"The authorities were right
to abolish the past. We got rid of it. Videos, tapes, records,
clothing - parties, dot-com-dot, drugs. People were ailing
with it. Suffering will end. There is still an occasional
lunatic. Old women with images in their heads. Wandering
children. I am not immune to it, I sometimes feel like a
footprint on the ground on which no man has ever walked.
But still less and less frequently. Suffering is passing."
(from Have I None 2000)
Memories… Strictly forbidden
What do we expect from the future? And what can the future
expect from us, from our children?
These are the questions which Edward Bond (1934) is asking
with his powerful and multi-layered futurist fairy-tale. In
the near future, the year 2077, in Western Europe, a new order
is in power.

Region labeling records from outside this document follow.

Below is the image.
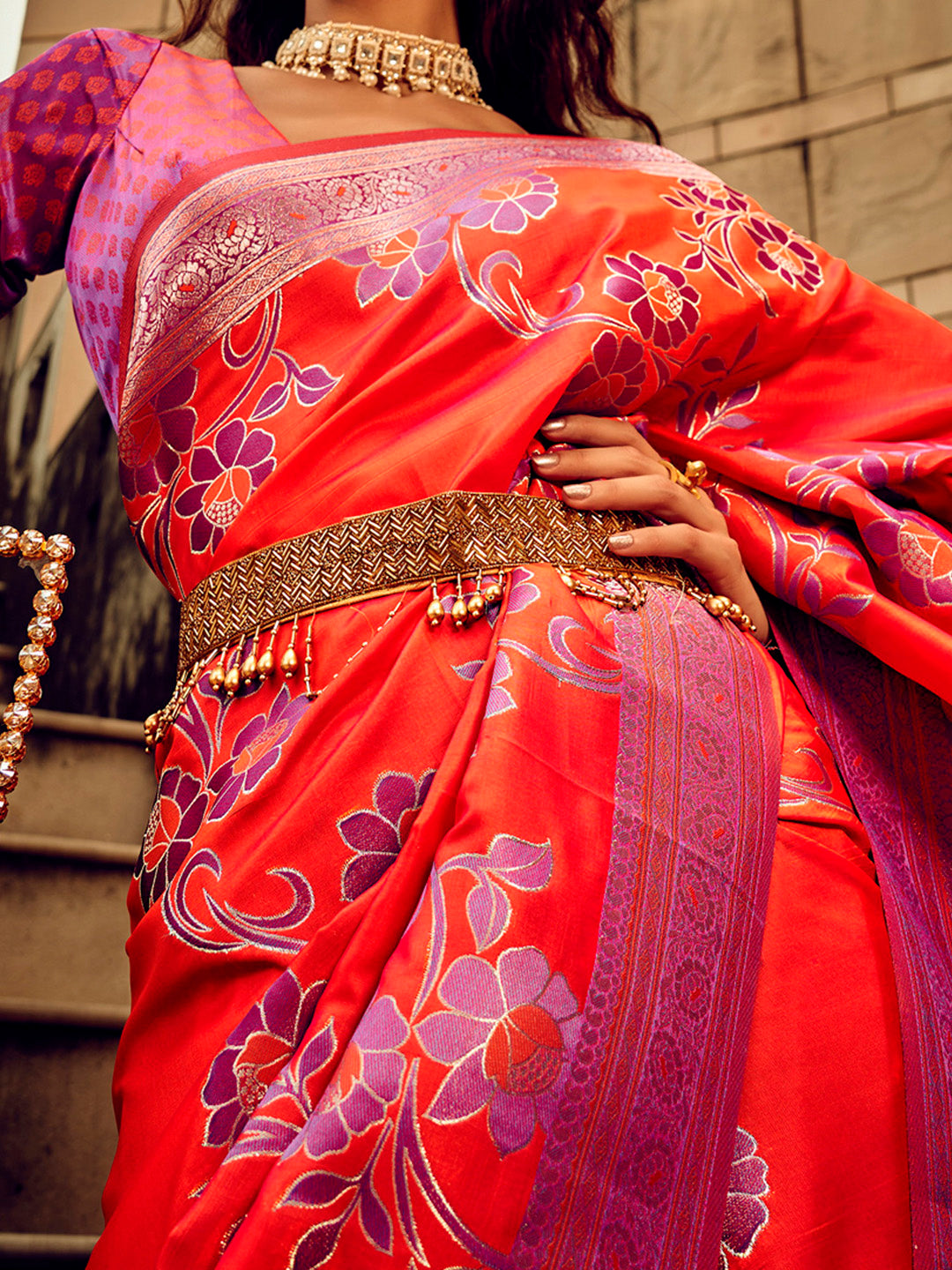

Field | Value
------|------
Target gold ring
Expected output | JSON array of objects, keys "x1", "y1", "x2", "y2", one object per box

[{"x1": 661, "y1": 459, "x2": 707, "y2": 497}]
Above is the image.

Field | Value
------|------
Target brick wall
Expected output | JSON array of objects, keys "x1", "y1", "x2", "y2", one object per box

[{"x1": 632, "y1": 0, "x2": 952, "y2": 325}]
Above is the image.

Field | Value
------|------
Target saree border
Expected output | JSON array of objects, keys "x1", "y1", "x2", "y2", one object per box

[
  {"x1": 510, "y1": 597, "x2": 781, "y2": 1270},
  {"x1": 118, "y1": 130, "x2": 703, "y2": 427}
]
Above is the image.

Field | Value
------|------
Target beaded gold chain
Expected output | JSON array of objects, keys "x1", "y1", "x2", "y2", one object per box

[
  {"x1": 0, "y1": 525, "x2": 74, "y2": 823},
  {"x1": 263, "y1": 21, "x2": 490, "y2": 109}
]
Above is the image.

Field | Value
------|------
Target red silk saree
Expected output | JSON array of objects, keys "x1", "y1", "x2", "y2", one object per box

[{"x1": 0, "y1": 33, "x2": 952, "y2": 1270}]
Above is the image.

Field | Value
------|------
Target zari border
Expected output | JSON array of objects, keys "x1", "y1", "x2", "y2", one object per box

[
  {"x1": 118, "y1": 131, "x2": 706, "y2": 422},
  {"x1": 510, "y1": 595, "x2": 779, "y2": 1270}
]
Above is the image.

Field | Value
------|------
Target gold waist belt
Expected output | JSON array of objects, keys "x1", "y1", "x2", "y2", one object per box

[{"x1": 146, "y1": 490, "x2": 740, "y2": 744}]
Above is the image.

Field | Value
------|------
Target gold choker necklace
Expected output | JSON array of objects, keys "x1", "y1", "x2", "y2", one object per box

[{"x1": 263, "y1": 21, "x2": 490, "y2": 109}]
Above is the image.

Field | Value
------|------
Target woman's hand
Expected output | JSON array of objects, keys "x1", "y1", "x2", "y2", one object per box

[{"x1": 532, "y1": 414, "x2": 770, "y2": 643}]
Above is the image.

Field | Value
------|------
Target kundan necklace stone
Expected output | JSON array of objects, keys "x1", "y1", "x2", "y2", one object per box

[{"x1": 264, "y1": 21, "x2": 490, "y2": 109}]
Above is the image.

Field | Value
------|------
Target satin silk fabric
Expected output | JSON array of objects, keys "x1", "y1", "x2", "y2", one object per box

[{"x1": 0, "y1": 33, "x2": 952, "y2": 1270}]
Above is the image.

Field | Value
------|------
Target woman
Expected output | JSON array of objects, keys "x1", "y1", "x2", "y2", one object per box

[{"x1": 3, "y1": 0, "x2": 952, "y2": 1270}]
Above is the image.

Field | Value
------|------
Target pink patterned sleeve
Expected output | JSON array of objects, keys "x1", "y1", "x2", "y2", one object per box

[{"x1": 0, "y1": 31, "x2": 161, "y2": 314}]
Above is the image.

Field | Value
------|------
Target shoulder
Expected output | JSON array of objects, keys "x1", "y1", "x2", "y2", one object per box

[{"x1": 0, "y1": 28, "x2": 162, "y2": 99}]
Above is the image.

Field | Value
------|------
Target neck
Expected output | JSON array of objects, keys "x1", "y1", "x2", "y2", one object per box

[{"x1": 305, "y1": 0, "x2": 459, "y2": 44}]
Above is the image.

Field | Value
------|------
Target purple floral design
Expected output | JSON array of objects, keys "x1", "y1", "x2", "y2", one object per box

[
  {"x1": 554, "y1": 330, "x2": 647, "y2": 414},
  {"x1": 135, "y1": 767, "x2": 208, "y2": 910},
  {"x1": 721, "y1": 1129, "x2": 770, "y2": 1270},
  {"x1": 453, "y1": 653, "x2": 517, "y2": 719},
  {"x1": 863, "y1": 516, "x2": 952, "y2": 609},
  {"x1": 744, "y1": 216, "x2": 822, "y2": 294},
  {"x1": 452, "y1": 173, "x2": 559, "y2": 234},
  {"x1": 416, "y1": 947, "x2": 582, "y2": 1155},
  {"x1": 251, "y1": 348, "x2": 340, "y2": 423},
  {"x1": 604, "y1": 251, "x2": 701, "y2": 349},
  {"x1": 202, "y1": 970, "x2": 324, "y2": 1147},
  {"x1": 338, "y1": 216, "x2": 450, "y2": 309},
  {"x1": 208, "y1": 684, "x2": 309, "y2": 820},
  {"x1": 338, "y1": 771, "x2": 436, "y2": 901},
  {"x1": 175, "y1": 419, "x2": 277, "y2": 554},
  {"x1": 680, "y1": 176, "x2": 750, "y2": 225},
  {"x1": 118, "y1": 366, "x2": 198, "y2": 499},
  {"x1": 303, "y1": 997, "x2": 410, "y2": 1160}
]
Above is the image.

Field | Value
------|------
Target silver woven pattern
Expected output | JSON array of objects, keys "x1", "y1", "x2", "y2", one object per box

[{"x1": 179, "y1": 490, "x2": 695, "y2": 675}]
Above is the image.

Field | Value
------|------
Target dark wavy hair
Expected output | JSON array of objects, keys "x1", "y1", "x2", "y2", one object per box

[{"x1": 171, "y1": 0, "x2": 660, "y2": 141}]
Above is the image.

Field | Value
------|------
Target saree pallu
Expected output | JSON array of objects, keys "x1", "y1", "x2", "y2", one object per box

[{"x1": 61, "y1": 119, "x2": 952, "y2": 1270}]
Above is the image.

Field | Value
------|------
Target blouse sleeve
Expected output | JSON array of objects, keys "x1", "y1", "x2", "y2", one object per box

[{"x1": 0, "y1": 31, "x2": 160, "y2": 314}]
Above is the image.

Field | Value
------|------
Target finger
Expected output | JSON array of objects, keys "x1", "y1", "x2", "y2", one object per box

[
  {"x1": 532, "y1": 444, "x2": 667, "y2": 484},
  {"x1": 539, "y1": 414, "x2": 658, "y2": 459},
  {"x1": 606, "y1": 525, "x2": 770, "y2": 643},
  {"x1": 563, "y1": 473, "x2": 727, "y2": 537}
]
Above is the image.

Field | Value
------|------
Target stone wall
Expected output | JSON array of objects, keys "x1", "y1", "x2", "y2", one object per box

[{"x1": 632, "y1": 0, "x2": 952, "y2": 325}]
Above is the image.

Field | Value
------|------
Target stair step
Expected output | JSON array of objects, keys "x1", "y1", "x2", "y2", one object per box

[
  {"x1": 0, "y1": 848, "x2": 130, "y2": 1005},
  {"x1": 0, "y1": 997, "x2": 130, "y2": 1033},
  {"x1": 0, "y1": 1020, "x2": 116, "y2": 1239},
  {"x1": 0, "y1": 1230, "x2": 98, "y2": 1270},
  {"x1": 0, "y1": 710, "x2": 155, "y2": 846},
  {"x1": 0, "y1": 829, "x2": 141, "y2": 870}
]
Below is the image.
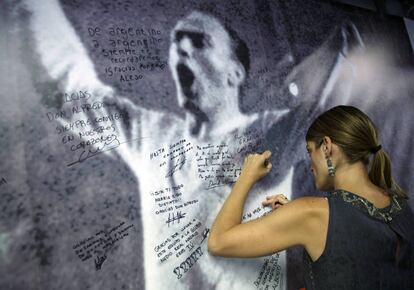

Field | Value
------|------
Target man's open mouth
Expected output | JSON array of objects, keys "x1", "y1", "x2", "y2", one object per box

[{"x1": 177, "y1": 63, "x2": 196, "y2": 99}]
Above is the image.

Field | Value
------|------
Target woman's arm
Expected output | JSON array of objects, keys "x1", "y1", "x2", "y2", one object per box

[{"x1": 208, "y1": 151, "x2": 328, "y2": 257}]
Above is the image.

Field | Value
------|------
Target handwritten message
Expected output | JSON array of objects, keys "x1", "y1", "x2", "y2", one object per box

[
  {"x1": 87, "y1": 25, "x2": 167, "y2": 83},
  {"x1": 154, "y1": 218, "x2": 210, "y2": 279},
  {"x1": 195, "y1": 144, "x2": 241, "y2": 189},
  {"x1": 253, "y1": 253, "x2": 282, "y2": 290},
  {"x1": 45, "y1": 90, "x2": 131, "y2": 166},
  {"x1": 72, "y1": 222, "x2": 134, "y2": 271}
]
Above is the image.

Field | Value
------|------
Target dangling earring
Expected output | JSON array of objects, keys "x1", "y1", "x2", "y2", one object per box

[{"x1": 326, "y1": 157, "x2": 335, "y2": 176}]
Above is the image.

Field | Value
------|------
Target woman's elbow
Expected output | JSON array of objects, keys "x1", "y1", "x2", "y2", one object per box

[{"x1": 207, "y1": 236, "x2": 220, "y2": 256}]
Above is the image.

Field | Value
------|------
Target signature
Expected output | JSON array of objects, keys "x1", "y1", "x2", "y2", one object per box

[
  {"x1": 165, "y1": 157, "x2": 187, "y2": 178},
  {"x1": 66, "y1": 134, "x2": 142, "y2": 167},
  {"x1": 200, "y1": 228, "x2": 210, "y2": 245},
  {"x1": 95, "y1": 255, "x2": 106, "y2": 271},
  {"x1": 206, "y1": 179, "x2": 236, "y2": 189}
]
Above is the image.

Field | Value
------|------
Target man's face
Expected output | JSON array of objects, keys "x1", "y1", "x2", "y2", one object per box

[{"x1": 169, "y1": 12, "x2": 240, "y2": 116}]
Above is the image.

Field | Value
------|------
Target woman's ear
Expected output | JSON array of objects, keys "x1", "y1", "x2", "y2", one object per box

[{"x1": 322, "y1": 136, "x2": 332, "y2": 156}]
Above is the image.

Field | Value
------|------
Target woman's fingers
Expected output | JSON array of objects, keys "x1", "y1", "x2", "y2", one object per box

[{"x1": 241, "y1": 150, "x2": 272, "y2": 182}]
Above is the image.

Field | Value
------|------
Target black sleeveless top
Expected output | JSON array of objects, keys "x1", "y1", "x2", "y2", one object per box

[{"x1": 304, "y1": 190, "x2": 414, "y2": 290}]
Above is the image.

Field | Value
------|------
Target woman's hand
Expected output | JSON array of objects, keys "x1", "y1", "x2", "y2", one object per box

[
  {"x1": 239, "y1": 150, "x2": 272, "y2": 184},
  {"x1": 262, "y1": 194, "x2": 290, "y2": 210}
]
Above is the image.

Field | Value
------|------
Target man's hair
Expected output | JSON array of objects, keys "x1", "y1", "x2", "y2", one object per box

[
  {"x1": 197, "y1": 6, "x2": 250, "y2": 76},
  {"x1": 224, "y1": 24, "x2": 250, "y2": 76}
]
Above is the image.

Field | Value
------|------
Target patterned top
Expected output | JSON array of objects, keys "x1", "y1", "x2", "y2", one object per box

[
  {"x1": 329, "y1": 189, "x2": 402, "y2": 222},
  {"x1": 304, "y1": 190, "x2": 414, "y2": 290}
]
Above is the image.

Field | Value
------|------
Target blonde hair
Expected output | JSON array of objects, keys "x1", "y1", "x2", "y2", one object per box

[{"x1": 306, "y1": 106, "x2": 408, "y2": 198}]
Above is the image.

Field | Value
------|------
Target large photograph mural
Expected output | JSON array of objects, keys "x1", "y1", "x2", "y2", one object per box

[{"x1": 0, "y1": 0, "x2": 414, "y2": 290}]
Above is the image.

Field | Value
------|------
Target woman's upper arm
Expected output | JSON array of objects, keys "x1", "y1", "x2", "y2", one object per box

[{"x1": 209, "y1": 197, "x2": 328, "y2": 257}]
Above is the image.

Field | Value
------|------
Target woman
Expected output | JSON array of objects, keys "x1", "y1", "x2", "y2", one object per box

[{"x1": 208, "y1": 106, "x2": 414, "y2": 290}]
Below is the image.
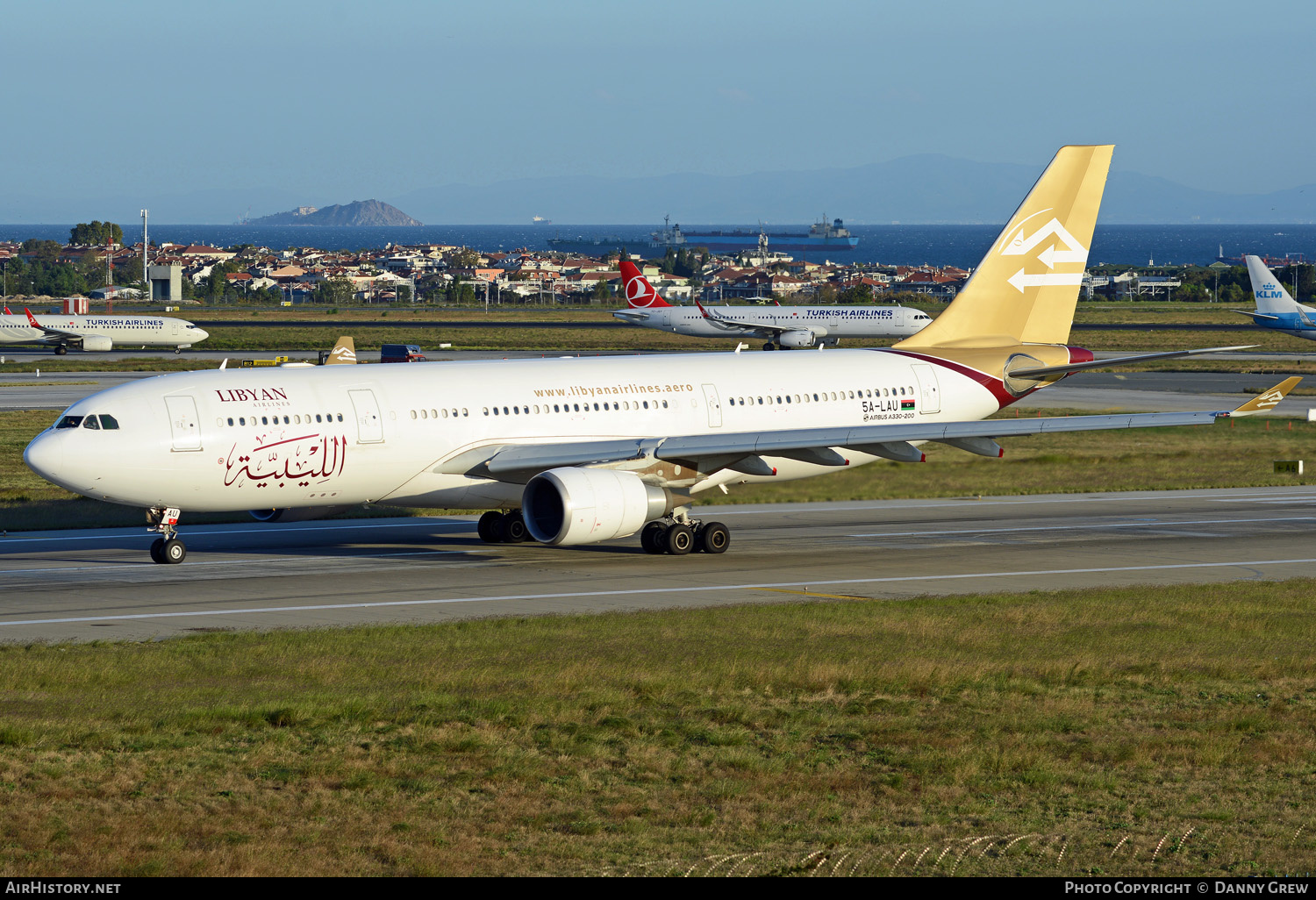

Total control strictly forbids people the right
to memories, while anarchy rules the streets. In an attempt
to save mankind in a world which has managed to destroy the
essence of human existence for the sake of order, only sacrifice
represents a warning cry against all that is inhumane.
Edward Bond has inspired a whole generation of British playwrights,
after the publishing of a brilliant and controversial play "Saved" in
1965, in which he openly demonstrated on stage the naked brutality
of society. By celebrating the power of an individual, the
real potential in man, his plays breathe with understanding
and praise of man's ongoing struggle, in spite of being a warning
and critique of the society.
The THEATRON production group was founded in 2001, with headquarters
in Lund and Malmö, southern Sweden. Their principles are to entertain,
disturb and measure the things around us.